Arnaud Daguin : « Le cahier des charges bio a eu une influence très positive sur les aliments, notamment en luttant contre les pesticides. Il est allé dans le bon sens, mais il ne suffit plus pour respecter les valeurs évoquées avant. »
Flora Mikula parle « d’une agriculture raisonnée. Car aujourd’hui la motivation principale pour passer au bio c’est le revenu : la capacité d’augmenter le prix des produits »
Pour Arnaud Daguin « Le bio ce n’est pas mauvais, c’est presque un pré-requis il faut aller plus loin. »

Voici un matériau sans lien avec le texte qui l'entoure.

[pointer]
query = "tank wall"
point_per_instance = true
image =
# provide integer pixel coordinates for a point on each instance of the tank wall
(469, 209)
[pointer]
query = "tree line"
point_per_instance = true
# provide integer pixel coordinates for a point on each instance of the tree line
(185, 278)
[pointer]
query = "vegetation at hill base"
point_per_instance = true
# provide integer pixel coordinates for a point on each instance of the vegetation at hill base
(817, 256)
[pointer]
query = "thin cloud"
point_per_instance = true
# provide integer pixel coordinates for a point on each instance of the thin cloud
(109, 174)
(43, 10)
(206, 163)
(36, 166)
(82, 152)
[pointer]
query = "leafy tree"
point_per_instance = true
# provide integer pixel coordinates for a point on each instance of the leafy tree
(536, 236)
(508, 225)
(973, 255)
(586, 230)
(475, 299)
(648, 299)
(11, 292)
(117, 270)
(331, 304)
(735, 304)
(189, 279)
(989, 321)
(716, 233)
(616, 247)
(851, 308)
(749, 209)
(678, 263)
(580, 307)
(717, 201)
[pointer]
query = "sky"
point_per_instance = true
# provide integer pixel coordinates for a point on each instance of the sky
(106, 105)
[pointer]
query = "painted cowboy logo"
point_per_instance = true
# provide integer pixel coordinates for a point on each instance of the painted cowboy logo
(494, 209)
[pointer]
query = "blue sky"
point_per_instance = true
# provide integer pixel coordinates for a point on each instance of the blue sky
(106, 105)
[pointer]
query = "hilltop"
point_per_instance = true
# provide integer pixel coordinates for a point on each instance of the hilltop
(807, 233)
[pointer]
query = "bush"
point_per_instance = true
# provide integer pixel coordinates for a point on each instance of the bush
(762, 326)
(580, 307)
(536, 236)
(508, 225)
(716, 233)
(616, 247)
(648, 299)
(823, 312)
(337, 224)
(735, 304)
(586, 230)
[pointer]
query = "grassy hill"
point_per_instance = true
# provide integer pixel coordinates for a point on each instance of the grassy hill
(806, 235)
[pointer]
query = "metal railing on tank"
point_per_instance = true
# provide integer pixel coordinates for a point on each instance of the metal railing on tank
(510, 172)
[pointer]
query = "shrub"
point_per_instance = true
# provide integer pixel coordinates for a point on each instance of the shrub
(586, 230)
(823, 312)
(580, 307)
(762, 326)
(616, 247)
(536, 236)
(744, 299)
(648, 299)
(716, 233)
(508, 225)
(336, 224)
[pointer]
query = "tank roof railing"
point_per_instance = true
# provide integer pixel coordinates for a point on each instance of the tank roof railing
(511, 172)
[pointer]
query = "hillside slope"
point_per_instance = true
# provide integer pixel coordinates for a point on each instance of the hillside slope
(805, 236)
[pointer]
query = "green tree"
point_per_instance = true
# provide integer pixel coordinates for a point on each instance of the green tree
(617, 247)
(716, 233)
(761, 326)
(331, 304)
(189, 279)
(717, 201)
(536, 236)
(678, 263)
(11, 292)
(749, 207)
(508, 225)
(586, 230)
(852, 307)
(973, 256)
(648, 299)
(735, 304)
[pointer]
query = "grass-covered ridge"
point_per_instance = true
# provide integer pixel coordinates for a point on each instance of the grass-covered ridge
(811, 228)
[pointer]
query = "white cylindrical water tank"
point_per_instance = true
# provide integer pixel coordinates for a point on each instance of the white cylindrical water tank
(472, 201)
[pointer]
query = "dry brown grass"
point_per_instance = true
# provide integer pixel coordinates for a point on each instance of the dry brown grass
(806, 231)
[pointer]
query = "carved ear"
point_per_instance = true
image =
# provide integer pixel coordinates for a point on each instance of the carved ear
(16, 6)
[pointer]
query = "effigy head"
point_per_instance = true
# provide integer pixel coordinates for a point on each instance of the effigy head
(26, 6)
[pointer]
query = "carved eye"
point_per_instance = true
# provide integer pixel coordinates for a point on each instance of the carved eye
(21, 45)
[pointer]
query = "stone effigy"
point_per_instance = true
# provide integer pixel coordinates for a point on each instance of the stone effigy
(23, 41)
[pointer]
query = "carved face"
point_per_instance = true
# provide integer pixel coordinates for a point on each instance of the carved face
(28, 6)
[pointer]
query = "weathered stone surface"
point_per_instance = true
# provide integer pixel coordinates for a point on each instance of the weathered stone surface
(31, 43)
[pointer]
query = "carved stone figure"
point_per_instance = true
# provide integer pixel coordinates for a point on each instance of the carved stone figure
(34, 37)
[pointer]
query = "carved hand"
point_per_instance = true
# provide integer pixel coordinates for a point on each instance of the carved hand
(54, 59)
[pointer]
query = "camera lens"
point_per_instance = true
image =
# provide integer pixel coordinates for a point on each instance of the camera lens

Et il nous donne un moyen mnémotechnique pour s’interroger de manière utile et précise sur l’alimentaire et ce moyen est « Le COQ à deux Q »  c’est-à-dire « Comment, Où, Qui, Quoi ? Dès qu’un client se pose ces questions, il commence à avoir des éléments de réponse sur ce qu’il est en train de manger. »
Bref, on peut continuer à manger bio et aller dans les magasin bio mais en étant très attentif et en privilégiant les producteurs locaux et les circuits courts.